The first application for the new GM motors will be the second generation of the company's two-mode hybrid vehicles, which debut in 2013. GM shared dual-mode technology with Chrysler, Daimler and (through Daimler) BMW. The first-gen motors are made by the now-independent Remy International, a longtime GM division (when it was most recently known as Delco-Remy). Some 70,000 of Remy's motors are on the road (starting in 2003), and the company boasts of only two warranty claims.
This new development underscores some challenges for OEM suppliers in the electric space. In this case, a $60.2 million grant is helping Remy accelerate commercialization of hybrid and electric car motors. But $105 million, also from the DOE, is aiding GM's bid to vertically integrate in that area.
According to Guy Westermeyer, a Remy spokesperson, "The tendency for big auto to go captive is no surprise. We've already planned for announcements like this. We will continue to work with manufacturers who do not have the desire to in-source. And the Remy electric motor is made for a wide range of applications in many different industries, not just automotive. Remy has a unique patented design that sets us apart from our competition and we will aggressively protect our IP."
In a wide-ranging interview before the GM announcement, Jay Pittas, president of Remy, and Kevin Quinn, general manager of the hybrid business, talked about where Indiana-based Remy is today and where it's going. The company currently provides hybrid electric motors to GM (including all of its SUV and truck-based hybrids to date), Daimler, Allison and BMW (through Daimler). It is working with some other potential European customers on its next-generation EV technology. Caterpillar and Cummins are among the company's current customers (for starters and alternators) on the heavy-duty side.

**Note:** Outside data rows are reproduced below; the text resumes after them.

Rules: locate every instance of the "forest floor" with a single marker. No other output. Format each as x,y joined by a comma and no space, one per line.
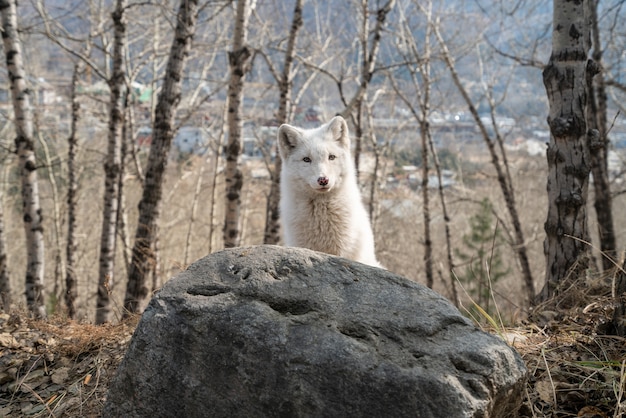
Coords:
62,368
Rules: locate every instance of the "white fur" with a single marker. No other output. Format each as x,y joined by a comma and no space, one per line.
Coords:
323,217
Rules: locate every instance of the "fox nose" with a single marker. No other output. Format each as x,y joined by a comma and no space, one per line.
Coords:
322,181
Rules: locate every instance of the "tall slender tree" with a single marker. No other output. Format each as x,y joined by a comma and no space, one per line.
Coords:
369,53
71,287
565,79
5,283
112,165
285,82
499,163
145,235
239,59
599,146
25,148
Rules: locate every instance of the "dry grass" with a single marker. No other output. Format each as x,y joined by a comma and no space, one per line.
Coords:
57,367
62,368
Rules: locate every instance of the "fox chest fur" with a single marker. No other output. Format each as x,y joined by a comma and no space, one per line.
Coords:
320,204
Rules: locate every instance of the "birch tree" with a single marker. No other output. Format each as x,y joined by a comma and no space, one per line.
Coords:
565,79
599,145
499,162
5,284
25,148
285,82
71,288
145,235
239,59
112,165
369,54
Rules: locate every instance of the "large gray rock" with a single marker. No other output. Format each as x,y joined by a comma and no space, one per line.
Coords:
277,332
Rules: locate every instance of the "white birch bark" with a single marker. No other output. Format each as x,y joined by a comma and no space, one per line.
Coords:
239,59
143,257
25,148
569,161
112,168
272,222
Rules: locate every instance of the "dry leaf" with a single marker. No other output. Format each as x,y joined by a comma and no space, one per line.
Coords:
591,412
545,391
8,341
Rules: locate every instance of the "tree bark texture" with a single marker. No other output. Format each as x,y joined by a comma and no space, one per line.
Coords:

There's an interesting history, according to Pittas. The Remy brothers started their business circa 1890 producing electric components for automobiles, including the first magnetos (predecessors of today's alternators) and automatic starters. It was in fact the self-starter, invented by Charles Kettering for Cadillac in 1911, that allowed the internal-combustion engine to triumph over electrics in the marketplace. (The starter eliminated the crank.)

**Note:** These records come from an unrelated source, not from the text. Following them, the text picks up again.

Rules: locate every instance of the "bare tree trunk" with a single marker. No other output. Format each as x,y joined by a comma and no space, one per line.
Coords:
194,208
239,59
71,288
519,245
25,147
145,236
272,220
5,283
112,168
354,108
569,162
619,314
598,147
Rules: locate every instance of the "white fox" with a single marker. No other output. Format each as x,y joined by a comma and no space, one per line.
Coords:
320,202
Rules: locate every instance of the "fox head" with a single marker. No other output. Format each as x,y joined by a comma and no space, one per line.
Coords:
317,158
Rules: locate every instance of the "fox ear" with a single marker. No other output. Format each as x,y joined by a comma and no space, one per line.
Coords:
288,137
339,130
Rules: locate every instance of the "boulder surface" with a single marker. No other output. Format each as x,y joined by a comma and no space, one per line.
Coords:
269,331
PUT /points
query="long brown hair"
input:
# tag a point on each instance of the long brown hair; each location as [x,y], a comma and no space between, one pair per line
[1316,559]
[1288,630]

Today, Remy is one of a growing group of Indiana-based suppliers that includes Allison, which makes transmissions for hybrid buses, Ener1, which makes EV batteries, Delphi (another former GM division) and Bright (an automaker as well as a military contractor). OEM manufacturers in Indiana include Honda, Toyota, Subaru and Isuzu. Quinn points out that if you draw a 500-mile circle around Detroit, it takes in Indiana and Ohio--both big auto supplier states.
Remy's big news is that, again with $2 billion in government funding, it is in line to supply motors for a massive conversion of 160,000 U.S. Postal Service vehicles to plug-in electric. "It's an exciting one for us," said Pittas. "Postal vehicles make lots of stops and starts, and they're perfect for an electric application."
Despite the setback with GM, the company sees big growth ahead. "We expect to see two to three million hybrid vehicles on the road by 2015, and 20,000 to 50,000 heavy-duty vehicles." A chart prepared for Remy indicates that the company expects to see a demand for three million electric propulsion motors by 2015.